Jika sumpah pemutus sudah dilaksanakan dan pihak lawan menyangkal dan menyatakan bahwa
sumpah tersebut adalah sumpah palsu, maka sanggahan itu tidak lagi mempengaruhi kekuatan
pembuktian sumpah pemutus yang telah dilakukannya. Bagi pihak yang menganggap bahwa
sumpah itu palsu, ia dapat melaporkan sumpah palsu tersebut kepada pihak berwajib agar
lawan yang mengucapkan sumpah palsu itu ditumtut dalam perkara pidana, dengan dakwaan
mengucapkan sumpah palsu.

-Sumpah penaksir

Sumpah penaksir digunakan untuk perkara gugatan ganti rugi. Sebelum hakim menetapkan
beban sumpah penaksir, penggugat harus dapat membuktikan ia mempunyai hak atas ganti
kerugian. Hakim memerintahkan sumpah penaksir kepada Penggugat, jika tidak ada jalan lain
baginya untuk menetapkan harga kerugian tersebut.
-Sumpah li’an

Sumpah li’an ini dilakukan jika adanya gugatan atau permohonan perceraian dengan alasan
salah satu pihak melakukan zina, sedangkan Termohon atau Tergugat tidak memiliki alat bukti
untuk menyanggah alasan tersebut.

Ketentuan ini sebagaimana terdapat Q.S. an Nuur ayat 4,6,7 dan 9 dimana dikemukakan apabila
suami menuduh istrinya berzina dan istrinya menyangkal tuduhan tersebut, suami wajib
membuktikan dengan empat orang saksi. Bila suami tidak dapat membuktikan dengan empat
orang saksi, maka ia akan dihukum dera delapan puluh kali karena menuduh isterinya berbuat
zina (qadzaf), tanpa alat bukti.

Untuk menghindari hukum dera tersebut, Al Qur’an memberi jalan keluar denga upaya li’an
sebagai pengganti qadzaf.
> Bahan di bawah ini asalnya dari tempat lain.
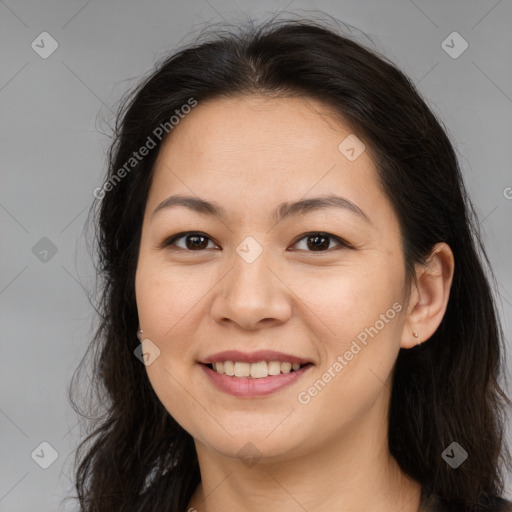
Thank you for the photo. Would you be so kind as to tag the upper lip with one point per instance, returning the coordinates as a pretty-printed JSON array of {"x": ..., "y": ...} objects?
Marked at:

Begitu pula pihak isteri, untuk menghindarkan diri dari ancaman dera
dibenarkan oleh hukum melakukan upaya li’an sebagai pengganti bukti atas penyanggahannya
atas tuduhan zina.

Apa yang termuat dalam Surat An Nuur tersebut harus mengandung asas “inflagrante delicto”
yakni pembuktian tuduhan zina harus dengan saksi dan para saksi harus menyaksikan peristiwa
zina tersebut dalam keadaan tertangkap basah.

Syarat formal sumpah li’an

1). Tuduhan istri berbuat zina tercantum atau dimuat secara kronologis dalam surat
permohonan

2). Isteri menyanggah tuduhan suami bahwa dirinya telah berbuat zina dengan laki-laki lain

3) Sumpah li’an dilaksanakan atas perintah hakim yang memeriksa perkara tersebut.
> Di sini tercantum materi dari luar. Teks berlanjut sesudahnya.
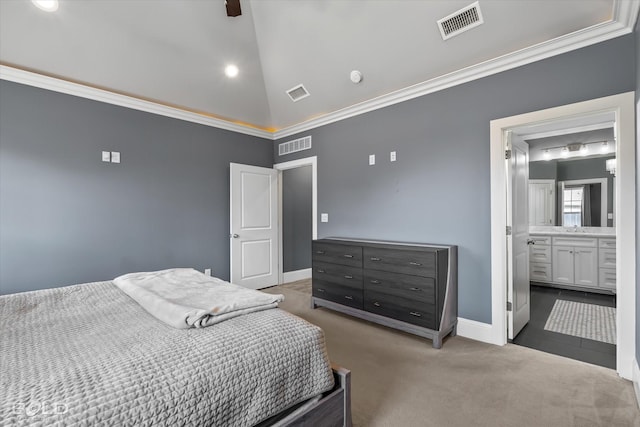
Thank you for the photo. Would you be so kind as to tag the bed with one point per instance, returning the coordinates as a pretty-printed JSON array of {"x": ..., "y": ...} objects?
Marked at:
[{"x": 90, "y": 355}]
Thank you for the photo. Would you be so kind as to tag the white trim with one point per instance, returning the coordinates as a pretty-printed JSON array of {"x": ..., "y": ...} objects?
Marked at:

Syarat materiil sumpah li’an

1) Suami tidak dapat melengkapi bukti-bukti atas tuduhan zina kepada istrinya

2) Sumpah suami diucapkan dalam sidang majelis Hakim yang dihadiri oleh isteri pemohon

3) Sumpah suami dibalas dengan sumpah isteri, yang disampaikan dalam sidang majelis pula.

4)Sumpah mula’anah (saling melaknat) menurut teks sumpah yang telah ditentukan.